Jeremy Lin Will Improve Numbers as Season Goes on

Richard LangfordCorrespondent INovember 27, 2012

HOUSTON, TX - NOVEMBER 27:  Jeremy Lin #7 of the Houston Rockets is knocked to the court against the Toronto Raptors at the Toyota Center on November 27, 2012 in Houston, Texas. NOTE TO USER: User expressly acknowledges and agrees that, by downloading and or using this photograph, User is consenting to the terms and conditions of the Getty Images License Agreement.  (Photo by Scott Halleran/Getty Images)
Scott Halleran/Getty Images

Linsanity is already alive and well in Houston, and it is growing with each brick chucked up by the Rockets' Jeremy Lin. This was not the Linsanity the Rockets hoped they were purchasing.

However, it is far too early to give up on Lin. 

He is averaging 10.2 points, 6.1 assists and 4.6 rebounds per game. Now, it is not the assist or rebound numbers but the points that will leave fans hoping for more. For the season last year, Lin shot 44.6 percent from the field. This season, he is shooting just 34.8 percent from the field. 

But, thanks to Joe Kaiser of ESPN, we don't have to stop there. We can get far more in depth.    

Through the Rockets' first 12 games this season, Lin is shooting 16.7 percent from shots in the 10- to 15-foot range, and 29.4 percent on attempts from the 16- to 23-foot range. Those numbers are, to put it mildly, not good.

Now let's compare that to last season, where Kaiser was also wise enough to point out the stats.

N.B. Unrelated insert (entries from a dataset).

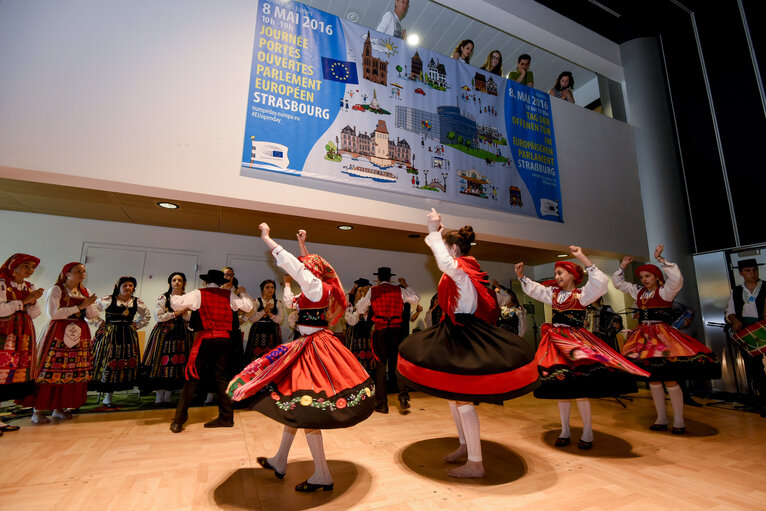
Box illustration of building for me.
[473,72,487,92]
[428,59,447,89]
[436,106,478,144]
[396,106,440,140]
[362,32,388,85]
[338,121,412,167]
[410,52,423,80]
[487,76,497,96]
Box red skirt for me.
[622,322,721,381]
[535,323,649,399]
[228,330,375,429]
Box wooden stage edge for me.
[0,390,766,511]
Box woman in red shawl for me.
[612,245,721,435]
[32,262,98,424]
[0,254,43,435]
[397,209,539,478]
[228,223,376,492]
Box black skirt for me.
[397,314,540,402]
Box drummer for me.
[725,259,766,417]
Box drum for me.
[731,319,766,357]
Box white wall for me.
[0,0,647,255]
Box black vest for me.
[732,282,766,321]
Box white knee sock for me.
[668,385,686,428]
[577,398,593,442]
[649,383,668,424]
[306,429,332,484]
[559,401,572,438]
[269,426,297,474]
[449,401,465,445]
[457,405,481,461]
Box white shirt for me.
[0,280,42,319]
[612,261,684,302]
[154,294,191,323]
[170,284,253,312]
[377,11,402,39]
[425,231,479,314]
[519,264,609,305]
[44,286,98,319]
[724,279,763,319]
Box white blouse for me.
[44,286,99,319]
[0,280,42,319]
[154,295,191,323]
[612,261,684,302]
[94,295,150,330]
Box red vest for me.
[370,282,404,329]
[199,287,232,339]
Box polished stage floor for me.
[0,390,766,511]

Last season, Lin ranked in the NBA's top seven among point guards in field goal percentage from 10 to 15 feet and 16 to 23 feet. He was more accurate from these distances than many household names, such as Chris Paul, Deron Williams, Tony Parker, Derrick Rose, and Russell Westbrook. He demonstrated a jump shot that deserved to be respected, and teams adjusted accordingly.

So, obviously this is a huge switch in shooting and one would be foolish to expect that to be permanent. Players go through shooting slumps all the time, and given that Lin is adjusting to new surroundings, new teammates and a new system, it is not surprising that he would be prone to a slump now. 

Lin will grow more comfortable in the offense. He will grow more comfortable with his role alongside James Harden.

This will lead to Lin gaining confidence, which will help some of his clanking jumpers find the bucket as well as lead to him taking better shots to begin with. 

Lin's greatest asset on offense is his ability to get to the rim. He needs to focus on driving to the hoop more. This will create not only easier looks for him, but also for his teammates. 

He is struggling right now, but these struggles were to be expected. He will improve. It might not be to the level he held for a brief, shining moment last year, but he will be a valuable NBA starter.